To set a stream's rowtime bound, the client program can use StreamingPreparedStatement.setRowtimeBound().

To get (acquire) the most recently set rowtime bound, use StreamingStatement.getRowtimeBound().

Canceling Statements

The JDBC 3.0 spec does not mention canceling statements. The SQLstream JDBC driver implements Statement.cancel as described in the Sun document guidance for JDBC driver writers. The Sun document describes Statement.cancel as being primarily for multithreaded processing where one thread needs to cancel a long-running statement in another thread. The assumption is that a "long-running statement" is taking a long time to compute, either to perform its insert/update or to return a row, and that the thread running that statement is blocked, requiring the intervention of a second thread.

The SQLstream JDBC driver also implements Statement.cancel in a single-threaded context to interrupt long-running PreparedStatements, while retaining the streaming machinery necessary to handle new values that may be supplied to the statement's bind variables. When a client application supplies new parameter values and re-executes, the statement is already prepared and the streaming machinery is ready to handle inputs satisfying the new values.

Here is a sequence description of such an app/driver interaction:

Application Actions

Driver Actions

Application prepares query with bind params.

Driver prepares statement.

Application supplies param values and executes PreparedStatement.

Driver executes statementId w/ first set of param values.

Application gets first ResultSet and reads rows.

Driver reads data from SDP stream.

Application cancels PreparedStatement.

Driver cancels statementId;

Driver flushes SDP stream by reading and discarding data until EOS;

Driver closes first ResultSet, but SDP stream remains open for Statement.

Application supplies 2nd set of param values and re-executes PreparedStatement.
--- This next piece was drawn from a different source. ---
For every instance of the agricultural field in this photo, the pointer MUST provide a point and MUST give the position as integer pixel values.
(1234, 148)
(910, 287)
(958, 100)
Driver executes statementId w/ 2nd set of param values.

Application gets 2nd ResultSet and reads rows.

Driver reads data from same SDP stream.

Application closes PreparedStatement.

Driver shuts down SDP stream;

Driver disposes statementId;

Driver closes ResultSet, if left open .

A typical client application may not (and is not required to) explicitly cancel the Java PreparedStatement in between executions. More likely the application simply stops reading incoming rows, supplies the 2nd set of parameter values, and re-executes. In this case, the driver implicitly cancels the running statement and closes the first ResultSet before performing the 2nd execute.

Sending Rowtime Bounds

To illustrate the use of rowtime bounds, consider the example of a rolling hourly summary query against a stream of trades.

-- stream definition

CREATE STREAM trades

      ( rowtime TIMESTAMP

      , ticker  VARCHAR(6)

      , shares  INTEGER

      , price   DECIMAL

      );

-- rolling window query, benefits from rowtime bounds

SELECT STREAM hour, ticker, SUM(shares), AVG(price) FROM

  (SELECT STREAM FLOOR(rowtime TO HOUR) as hour

        , ticker, shares, price

     FROM trades)

GROUP by hour, ticker;

 

A client application writes data into the stream trades by executing a prepared INSERT statement.
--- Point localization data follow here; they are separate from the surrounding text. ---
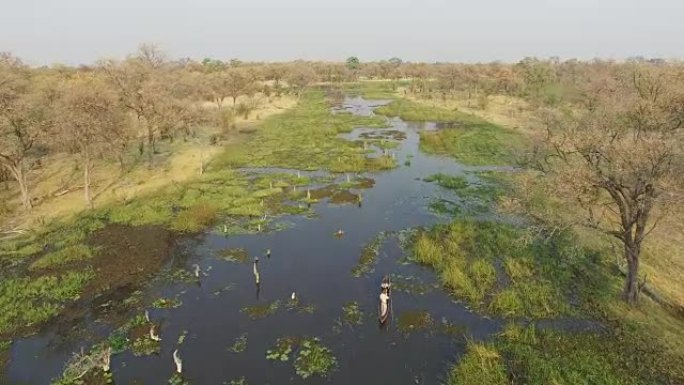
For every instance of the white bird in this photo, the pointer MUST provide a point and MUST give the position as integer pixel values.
(154, 337)
(107, 359)
(178, 362)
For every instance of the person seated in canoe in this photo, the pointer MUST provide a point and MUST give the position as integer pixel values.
(384, 299)
(385, 285)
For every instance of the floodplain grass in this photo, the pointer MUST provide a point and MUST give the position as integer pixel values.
(464, 253)
(306, 138)
(63, 256)
(27, 302)
(469, 139)
(481, 365)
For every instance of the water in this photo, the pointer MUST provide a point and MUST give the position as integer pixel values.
(308, 259)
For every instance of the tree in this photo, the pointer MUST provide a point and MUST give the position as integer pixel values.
(353, 63)
(145, 87)
(235, 82)
(621, 155)
(395, 61)
(89, 118)
(24, 116)
(300, 76)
java.sql.PreparedStatement pstmt = connection.prepareStatement(

   "INSERT INTO trades(rowtime, ticker, shares, price) VALUES (?,?,?,?)"

   ); ...

while (true) {

   -- somehow check for data

   if (haveData) {

       String ticker;

       int shares;

       java.sql.Decimal price;

       ...

       -- bind the columns

       pstmt.setTimestamp(1, new java.sql.Timestamp()); -- rowtime = current time

       stmt.setString(2, ticker);

       pstmt.setInteger(3, shares);

       pstmt.setDecimal(4, price);

       -- insert another row

       pstmt.executeUpdate();

   } else {

       -- somehow check for new hour and whether idle since hour changed

       if (needRowtimeBound) {

           -- downcast the PreparedStatement,

           -- to use the SQLstream extended interface

           StreamingStatement sstmt = (StreamingStatement) pstmt;

           sstmt.setRowtimeBound(new Timestamp(System.currentTimeMillis()));

       }

   }

}

 

In order to cooperate with the rolling hourly averages, the client is well-mannered and chimes in every hour on the hour to announce, "no more inserts for the current hour," using setRowtimeBound.